One day last August, Brad Anderson, a senior vice president of huge Dell Computer, called CEO Phil Soran of Compellent, a fast-growing, Eden Prairie-based provider of low-cost, flexible data storage systems. That was the first contact in a several-months dating game that culminated last week in a corporate marriage that meant an $800 million dowry for Compellent shareholders.

The acquisition is Texas-based Dell's latest bid to expand beyond its legacy as a maker of personal computers and servers, and expand as a provider of sophisticated storage solutions. In addition to Compellent, Dell recently acquired EqualLogic of Nashua, N.H. Both are smaller, entrepreneurial companies focused on providing data-storage that can be automated and tiered to permit less-used information to be automatically stored on lower-cost, slower disks.

Compellent's system is designed to save expensive storage and energy costs, and some customers have reported annual savings of one-third or more.

The $27.50-per-share acquisition of Compellent, double its price earlier in 2010, is a tribute to Soran and his technologists who have built two significant data-storage firms in Minnesota over the past 20 years.

Soran, 54, the son of a teacher, also started out as a junior high math teacher in his native Colorado in the 1970s. He left teaching to make a better living in sales for IBM. And he left IBM to become an entrepreneur in 1992.

He has emerged as one of Minnesota's most successful technology entrepreneurs, said Dan Carr, CEO of the Collaborative, a membership organization that brings together entrepreneurs and financiers.

Soran and Compellent co-founders Larry Aszmann and John Guider, who are computer scientists, also started Xiotech. They sold it in 1999, at the top of the technology boom, for nearly $400 million. Xiotech, which the founders left not long after the sale, is a competitor that has struggled and recently moved to Colorado.

Soran, a guy who likes to praise Minnesota for its well-educated workforce and good business climate, has done very well here. He, Aszmann and Guider grossed nearly $90 million together on the sale of their stock, before deducting their cost, in the cash sale to Dell.

Compellent employees made a few thousand to several millions on last week's transaction, depending upon when they joined the company.

In an interview last week, Soran said this is just the beginning of Compellent's success in Minnesota, even though the history of mergers indicates the smaller party often can get overshadowed -- if not trampled -- by the acquiring giant.

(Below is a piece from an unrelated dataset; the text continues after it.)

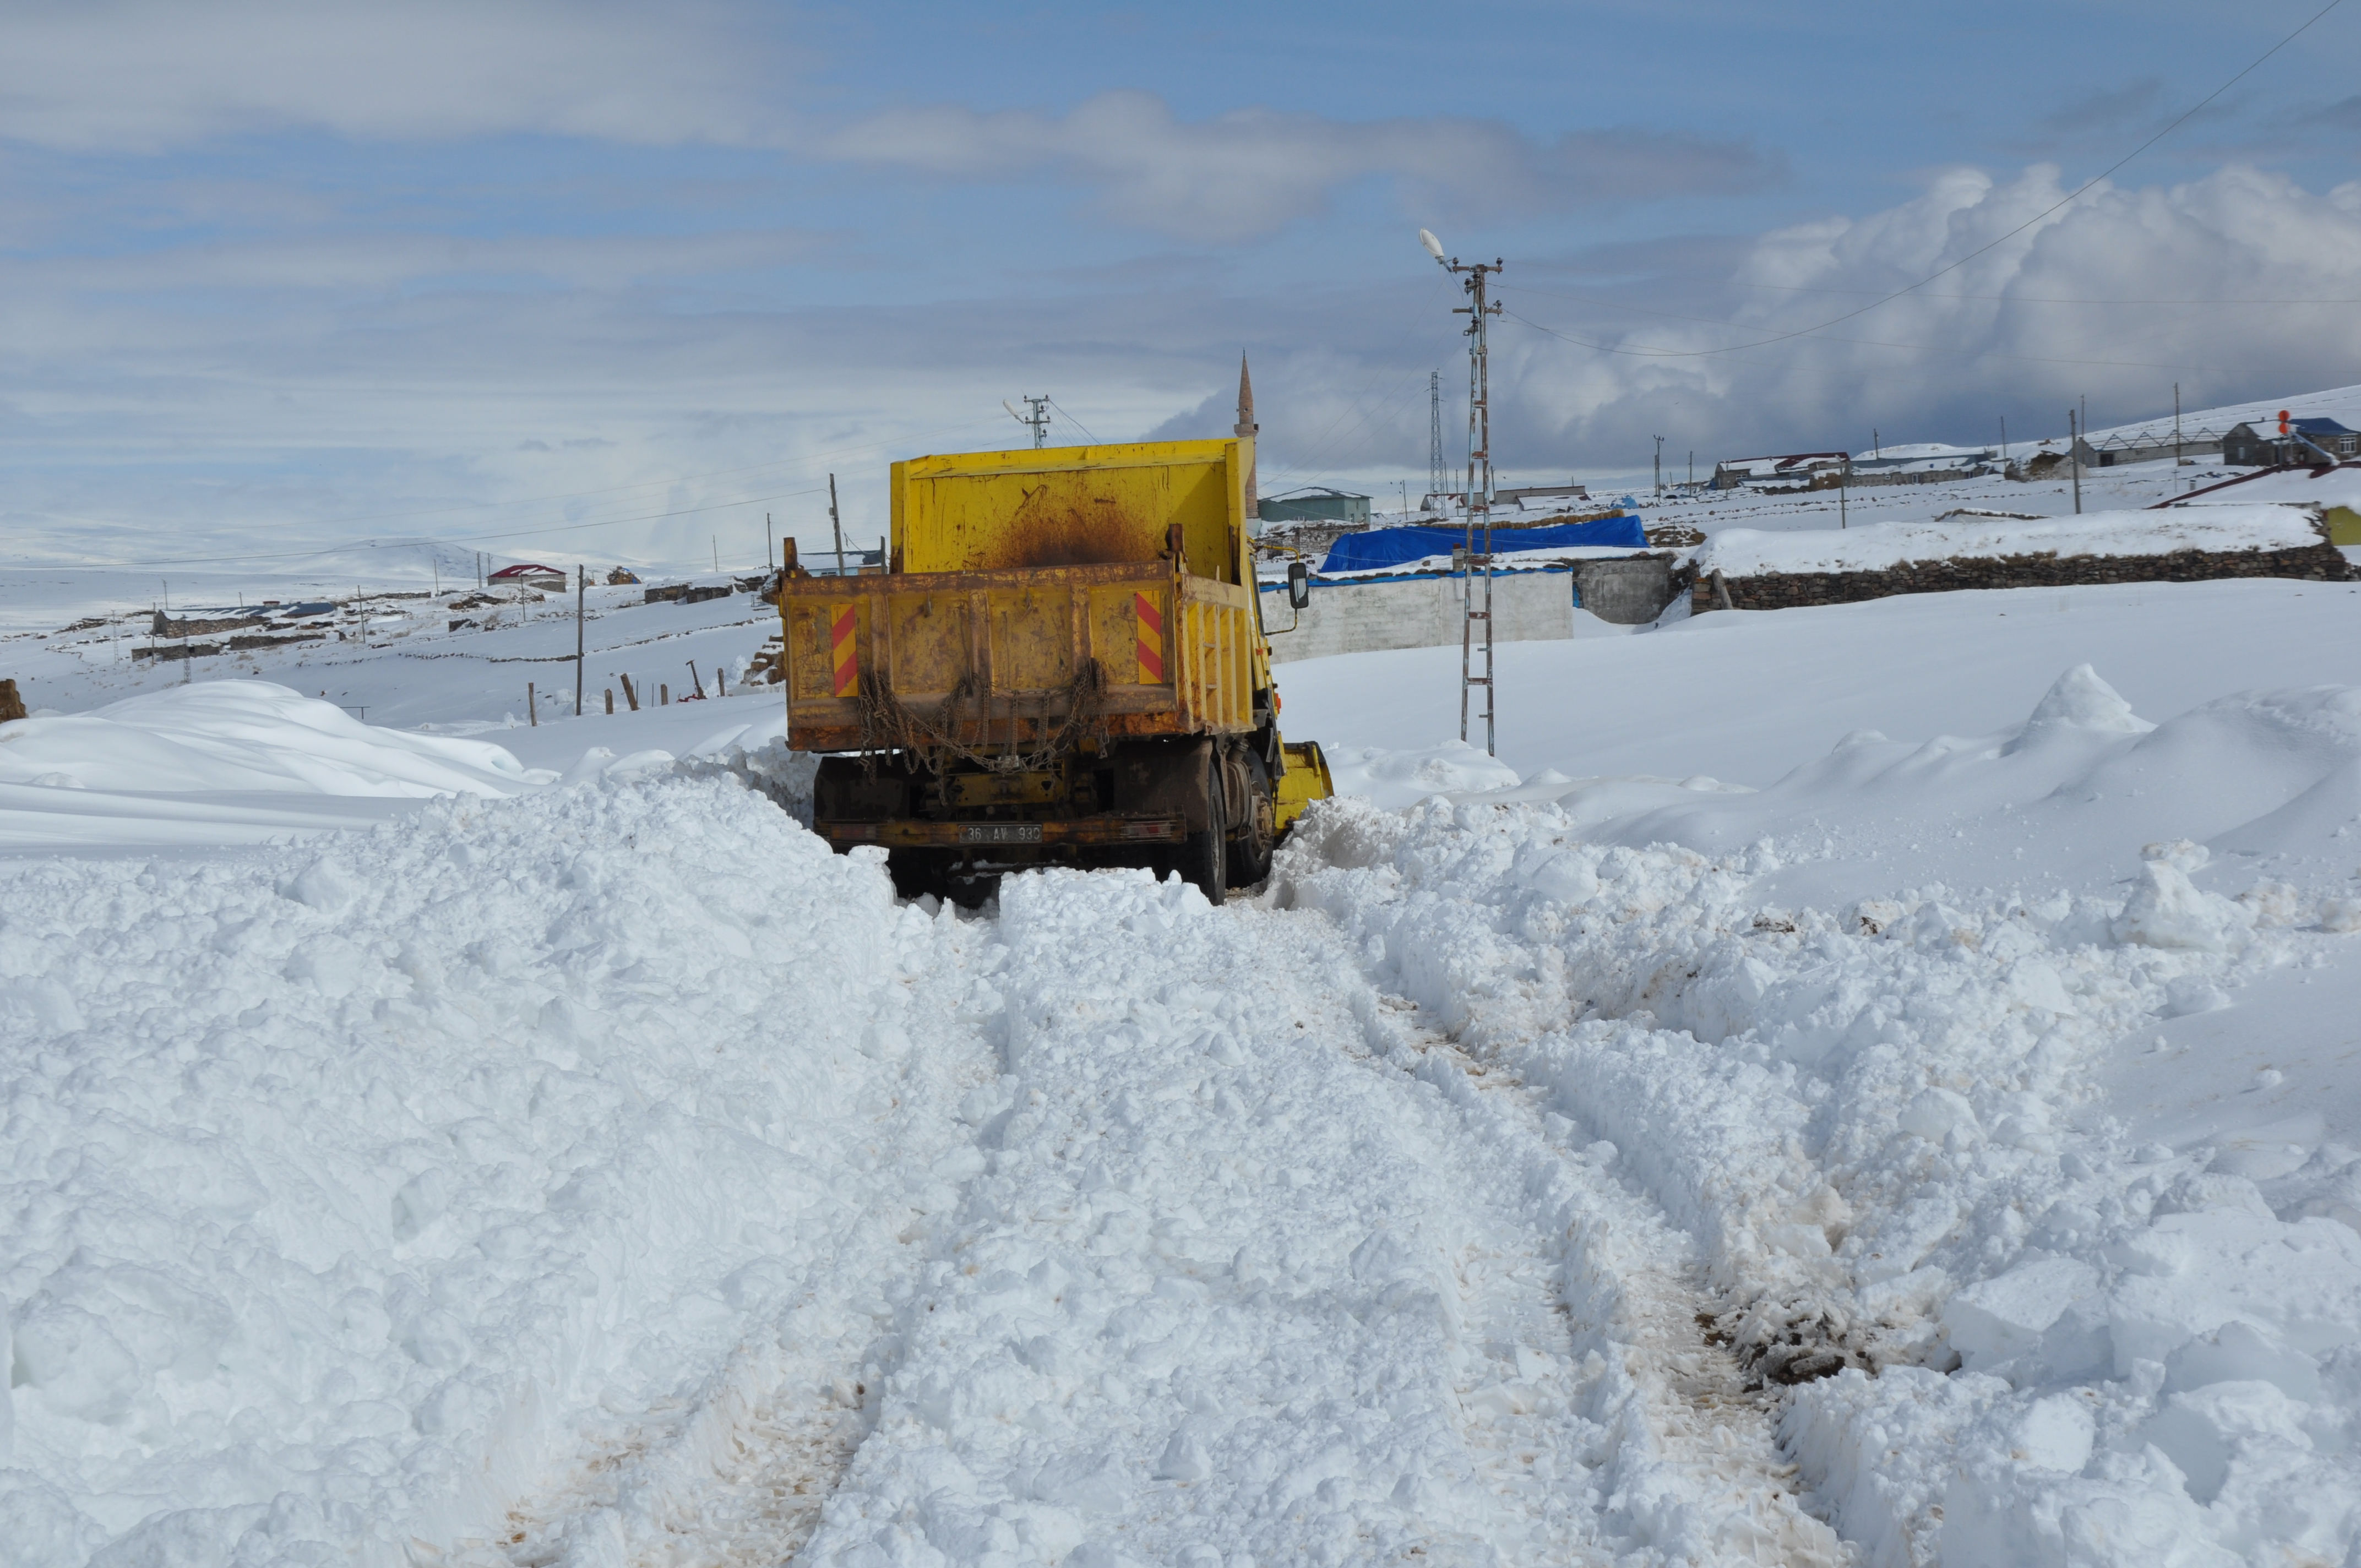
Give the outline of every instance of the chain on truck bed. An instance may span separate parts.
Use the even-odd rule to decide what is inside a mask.
[[[992,701],[970,670],[945,695],[942,723],[929,722],[923,715],[894,695],[893,684],[882,670],[862,683],[861,704],[861,766],[871,778],[877,776],[879,753],[906,751],[915,755],[931,773],[941,772],[941,757],[946,751],[994,773],[1038,773],[1064,756],[1082,741],[1088,740],[1104,746],[1107,738],[1105,696],[1106,670],[1096,659],[1084,659],[1074,670],[1074,678],[1066,683],[1065,722],[1041,737],[1033,750],[1023,752],[991,754],[962,744],[959,740],[960,708],[971,698],[976,702],[976,733],[984,745],[992,740]],[[1057,697],[1044,699],[1042,714],[1047,718]],[[1009,739],[1016,740],[1017,715],[1009,714]]]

For example, big Tyco Electronics, which acquired ADC Telecommunications of Eden Prairie in 2010, plans to cut 248 of the 700 ADC employees at the former ADC manufacturing plant in Shakopee and move the jobs to lower-wage New Mexico and Mexico.

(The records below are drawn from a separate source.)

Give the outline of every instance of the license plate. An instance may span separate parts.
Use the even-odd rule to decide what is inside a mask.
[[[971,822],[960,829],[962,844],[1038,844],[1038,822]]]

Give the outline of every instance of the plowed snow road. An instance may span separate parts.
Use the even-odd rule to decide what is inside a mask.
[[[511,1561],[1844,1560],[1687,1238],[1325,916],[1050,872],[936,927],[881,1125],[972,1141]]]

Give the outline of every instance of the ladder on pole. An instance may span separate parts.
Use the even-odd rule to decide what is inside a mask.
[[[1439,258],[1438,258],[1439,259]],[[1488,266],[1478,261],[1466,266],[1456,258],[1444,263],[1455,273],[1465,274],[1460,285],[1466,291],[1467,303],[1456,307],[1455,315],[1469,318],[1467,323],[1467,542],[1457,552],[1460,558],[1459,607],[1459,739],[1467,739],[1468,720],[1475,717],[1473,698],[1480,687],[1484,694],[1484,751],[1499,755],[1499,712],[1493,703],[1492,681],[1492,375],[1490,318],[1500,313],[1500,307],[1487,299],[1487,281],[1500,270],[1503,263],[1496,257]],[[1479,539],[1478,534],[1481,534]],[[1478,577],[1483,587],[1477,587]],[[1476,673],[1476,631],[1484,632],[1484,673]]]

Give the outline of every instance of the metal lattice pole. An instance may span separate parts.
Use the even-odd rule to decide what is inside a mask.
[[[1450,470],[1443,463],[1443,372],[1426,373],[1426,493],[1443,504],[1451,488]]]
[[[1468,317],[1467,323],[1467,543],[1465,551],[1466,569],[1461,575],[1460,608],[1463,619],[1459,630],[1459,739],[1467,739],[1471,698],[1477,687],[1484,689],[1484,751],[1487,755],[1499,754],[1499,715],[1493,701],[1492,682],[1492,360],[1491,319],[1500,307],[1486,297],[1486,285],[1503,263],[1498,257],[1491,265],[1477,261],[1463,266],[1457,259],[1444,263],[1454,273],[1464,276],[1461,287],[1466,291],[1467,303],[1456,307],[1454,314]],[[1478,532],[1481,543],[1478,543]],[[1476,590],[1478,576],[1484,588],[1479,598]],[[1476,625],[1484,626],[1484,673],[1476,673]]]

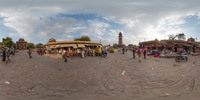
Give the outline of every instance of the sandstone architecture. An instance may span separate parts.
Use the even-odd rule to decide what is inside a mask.
[[[188,41],[188,42],[193,42],[193,43],[194,43],[194,42],[195,42],[195,39],[191,37],[191,38],[189,38],[187,41]]]
[[[23,38],[19,39],[19,41],[16,42],[16,49],[26,50],[27,49],[27,42],[24,41]]]
[[[49,43],[50,43],[50,42],[56,42],[56,39],[50,38],[50,39],[49,39]]]
[[[118,47],[123,47],[123,42],[122,42],[122,32],[119,32],[119,40],[118,40]]]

Soran expects to remain indefinitely as president of what will be called "Dell Compellent" and grow the unit. He has told associates that Compellent could hire another 300 people this year to meet expansion plans, although he declined to be pinned down.

"We have aggressive goals," Soran said. "This is a good deal for our employees, shareholders and growth in this community. That doesn't always happen in mergers. We want to keep Compellent intact. Over time, that may change....

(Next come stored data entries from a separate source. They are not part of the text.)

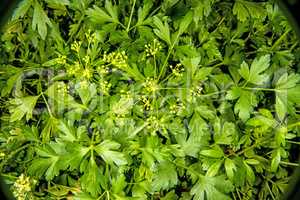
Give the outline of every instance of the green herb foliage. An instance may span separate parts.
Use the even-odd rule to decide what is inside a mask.
[[[23,0],[1,34],[1,174],[20,200],[279,199],[299,50],[273,1]]]

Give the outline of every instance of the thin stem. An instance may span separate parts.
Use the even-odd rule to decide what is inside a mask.
[[[233,199],[236,200],[236,197],[235,197],[235,194],[234,192],[231,192],[232,196],[233,196]]]
[[[219,92],[212,92],[212,93],[207,93],[207,94],[200,94],[199,97],[210,97],[210,96],[213,96],[213,95],[216,95],[216,94],[222,94],[222,93],[225,93],[227,92],[226,90],[221,90]]]
[[[171,53],[172,53],[172,50],[173,50],[173,48],[174,48],[174,46],[175,46],[175,44],[176,44],[176,42],[177,42],[179,36],[180,36],[180,32],[178,32],[178,34],[177,34],[177,36],[176,36],[176,38],[175,38],[173,44],[172,44],[171,47],[169,48],[168,55],[167,55],[167,57],[166,57],[166,59],[165,59],[165,61],[164,61],[164,64],[163,64],[162,68],[161,68],[161,71],[160,71],[159,76],[158,76],[158,80],[159,80],[159,79],[161,78],[161,76],[163,75],[163,72],[164,72],[164,70],[165,70],[165,68],[166,68],[166,66],[167,66],[167,64],[168,64],[169,57],[170,57],[170,55],[171,55]]]
[[[50,106],[49,106],[49,104],[48,104],[48,102],[47,102],[47,99],[46,99],[45,96],[44,96],[44,93],[41,92],[41,95],[42,95],[42,97],[43,97],[43,99],[44,99],[44,102],[45,102],[45,104],[46,104],[46,107],[47,107],[47,110],[48,110],[48,113],[49,113],[50,117],[53,117],[52,112],[51,112],[51,109],[50,109]]]
[[[105,194],[106,194],[107,191],[103,192],[98,198],[97,200],[100,200]]]
[[[131,8],[131,13],[130,13],[128,25],[127,25],[127,28],[126,28],[126,32],[127,32],[127,33],[128,33],[128,31],[129,31],[129,28],[130,28],[130,24],[131,24],[133,12],[134,12],[135,3],[136,3],[136,0],[133,1],[133,5],[132,5],[132,8]]]
[[[280,164],[289,165],[289,166],[293,166],[293,167],[299,167],[298,163],[291,163],[291,162],[280,161]]]
[[[290,124],[287,127],[288,127],[288,129],[290,129],[290,128],[293,128],[295,126],[300,126],[300,122],[296,122],[296,123]]]
[[[298,144],[300,145],[300,142],[295,142],[295,141],[290,141],[290,140],[286,140],[287,143],[290,143],[290,144]]]
[[[239,199],[241,200],[241,199],[242,199],[242,197],[241,197],[241,195],[240,195],[240,192],[239,192],[239,190],[238,190],[237,188],[235,188],[235,190],[236,190],[236,193],[237,193],[237,195],[238,195]]]
[[[156,57],[155,54],[153,55],[153,62],[154,62],[154,77],[157,78],[157,66],[156,66]],[[158,80],[157,80],[158,81]]]
[[[282,34],[280,36],[280,38],[278,40],[276,40],[276,42],[273,44],[273,46],[271,47],[271,51],[273,51],[283,40],[284,38],[287,36],[287,34],[291,31],[291,29],[288,29],[284,34]]]
[[[15,154],[19,153],[20,151],[22,151],[23,149],[26,149],[28,146],[30,146],[31,143],[25,144],[24,146],[14,150],[13,152],[11,152],[8,157],[2,161],[2,163],[0,164],[0,171],[2,171],[3,166],[7,163],[8,160],[10,160]]]
[[[273,200],[276,200],[275,197],[274,197],[274,194],[273,194],[273,192],[272,192],[272,190],[271,190],[271,188],[270,188],[270,186],[269,186],[269,184],[268,184],[267,182],[266,182],[266,186],[267,186],[267,188],[268,188],[268,190],[269,190],[269,193],[270,193],[272,199],[273,199]]]
[[[251,88],[251,87],[242,87],[245,90],[258,90],[258,91],[269,91],[269,92],[280,92],[280,90],[271,89],[271,88]]]

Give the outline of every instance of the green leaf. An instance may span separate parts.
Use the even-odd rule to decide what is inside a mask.
[[[113,6],[110,1],[106,0],[105,9],[107,12],[105,12],[102,8],[94,5],[93,8],[89,8],[86,11],[86,14],[89,19],[95,24],[120,23],[118,9],[116,6]]]
[[[66,150],[68,153],[62,156],[62,165],[64,168],[69,168],[70,170],[78,170],[90,148],[81,144],[67,143]]]
[[[134,105],[132,98],[121,98],[112,106],[112,111],[117,115],[125,115],[130,112]]]
[[[45,175],[47,181],[52,180],[63,169],[61,164],[59,145],[50,143],[42,148],[37,148],[39,158],[34,159],[28,168],[28,173],[41,177]]]
[[[93,83],[88,84],[88,86],[78,84],[76,86],[76,91],[78,92],[82,103],[84,105],[88,105],[88,103],[91,101],[91,99],[96,96],[97,87],[96,87],[96,84],[93,84]]]
[[[199,0],[195,1],[196,5],[194,6],[194,22],[199,23],[200,20],[203,20],[205,17],[208,17],[212,11],[212,4],[214,0]]]
[[[235,1],[232,11],[241,22],[245,22],[249,18],[259,19],[265,16],[265,10],[260,3],[250,1]]]
[[[168,23],[163,23],[157,16],[153,17],[153,23],[157,27],[157,29],[153,30],[154,33],[171,46],[170,29]]]
[[[18,4],[18,7],[14,10],[12,20],[23,18],[32,6],[32,0],[23,0]]]
[[[271,171],[276,172],[281,161],[280,149],[274,150],[272,153]]]
[[[9,79],[6,81],[6,87],[4,87],[1,90],[1,96],[4,97],[8,94],[11,93],[11,91],[13,90],[14,86],[17,83],[20,83],[22,81],[22,75],[23,72],[20,70],[17,70],[14,75],[10,76]]]
[[[244,61],[241,64],[239,73],[249,83],[262,84],[266,81],[267,75],[261,74],[270,65],[270,55],[264,55],[260,58],[255,58],[249,69],[248,64]]]
[[[212,164],[208,168],[208,170],[206,172],[206,176],[210,176],[211,177],[211,176],[217,175],[218,172],[219,172],[220,167],[222,166],[222,164],[223,164],[223,160],[216,161],[214,164]]]
[[[41,132],[42,142],[47,143],[50,141],[51,134],[56,130],[58,120],[54,117],[49,117],[46,121],[46,124]]]
[[[12,104],[14,107],[10,109],[10,122],[21,120],[24,115],[26,115],[27,121],[31,119],[32,111],[39,97],[40,96],[27,96],[12,99],[10,104]]]
[[[223,158],[224,152],[220,148],[208,149],[200,151],[200,154],[210,158]]]
[[[67,86],[63,82],[55,82],[45,91],[45,94],[50,98],[51,105],[59,111],[64,109],[80,109],[81,104],[77,103],[73,96],[68,94]]]
[[[234,163],[234,160],[231,160],[230,158],[226,158],[224,167],[225,167],[226,175],[228,176],[228,178],[230,180],[233,180],[234,171],[236,171],[236,169],[237,169],[236,165]]]
[[[246,162],[244,162],[244,166],[246,168],[247,180],[250,184],[253,184],[255,181],[255,174],[253,172],[253,169]]]
[[[115,151],[120,148],[120,144],[111,140],[104,140],[95,147],[95,151],[109,164],[125,165],[127,160],[123,153]]]
[[[59,121],[57,128],[63,133],[63,135],[60,135],[61,139],[69,142],[73,142],[76,140],[75,130],[68,124],[66,124],[63,120]]]
[[[179,25],[179,34],[181,35],[182,33],[184,33],[186,31],[186,29],[189,27],[189,25],[191,24],[193,20],[193,12],[189,11],[184,18],[180,21],[180,25]]]
[[[190,135],[183,136],[178,134],[178,139],[182,149],[186,155],[198,157],[198,152],[201,147],[208,144],[208,127],[206,122],[199,116],[197,112],[193,114],[189,123]]]
[[[147,0],[146,2],[144,2],[143,7],[138,9],[138,21],[136,23],[136,26],[140,26],[146,23],[145,20],[146,17],[149,15],[150,10],[153,6],[153,2],[151,0]]]
[[[299,74],[290,74],[284,73],[276,82],[276,102],[275,109],[277,116],[280,120],[284,119],[288,111],[289,100],[296,99],[295,103],[299,102],[297,97],[300,97],[300,93],[296,92],[293,88],[296,88],[297,83],[300,81]],[[289,98],[289,97],[292,97]],[[298,98],[300,99],[300,98]]]
[[[43,40],[45,40],[47,36],[47,24],[49,26],[52,26],[47,14],[44,12],[41,5],[38,3],[38,1],[35,1],[32,18],[32,30],[37,29]]]
[[[219,121],[216,121],[219,124]],[[215,125],[218,126],[218,125]],[[216,129],[216,128],[215,128]],[[236,128],[234,123],[225,122],[220,126],[220,130],[215,130],[214,141],[216,144],[232,144],[236,137]]]
[[[250,164],[250,165],[259,165],[260,164],[260,162],[258,160],[255,160],[253,158],[246,159],[245,162]]]
[[[238,113],[239,117],[243,121],[249,119],[250,113],[253,111],[253,107],[257,105],[255,93],[243,90],[239,87],[233,87],[230,91],[228,91],[226,98],[230,100],[238,98],[234,106],[234,112]]]
[[[102,175],[93,157],[90,158],[84,174],[80,177],[80,183],[83,190],[91,193],[93,197],[101,192]]]
[[[219,177],[199,177],[196,184],[191,189],[193,200],[229,200],[231,199],[226,193],[233,190],[230,181],[225,180],[222,176]]]
[[[152,188],[154,191],[170,189],[177,185],[177,171],[174,164],[163,161],[156,166]]]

"Compellent ... has changed the data-storage landscape from Eden Prairie, Minn. And Dell goes from being largely a reseller of technology to a provider of Dell-exclusive technology."

Compellent and EqualLogic -- two of the most talked-about storage makers of the past decade -- are now the heart of huge Dell's storage strategy.

Soran said the Dell relationship already has opened doors for Compellent in South Africa, Brazil, Panama and elsewhere in Latin America.

"They have a worldwide presence and breadth of distribution," Soran said. "They give us more credibility. For a lot of our accounts, Dell already was a strategic supplier of technology and servers. Now we have Dell technology, and they have our enterprise storage."

Soran, a good sales guy with enough ego to sell his vision to early-stage investors and venture capitalists, generally credits those around him with most of his success. He is a millionaire twice over after selling Xiotech and now Compellent.

He grew up in a family of six kids. His dad, a teacher who spoke several languages, also worked as a licensed pharmacist by night and a pilot in the Naval Reserve weekends. Soran said he is proud of Compellent and his accomplishments, but careful to not get too full of himself.

"I've got a wife and four grown kids who always spoke their mind," said Soran, a volunteer park board basketball and softball coach for years. "They kept me grounded."

Staff Writer Patrick Kennedy contributed to this column.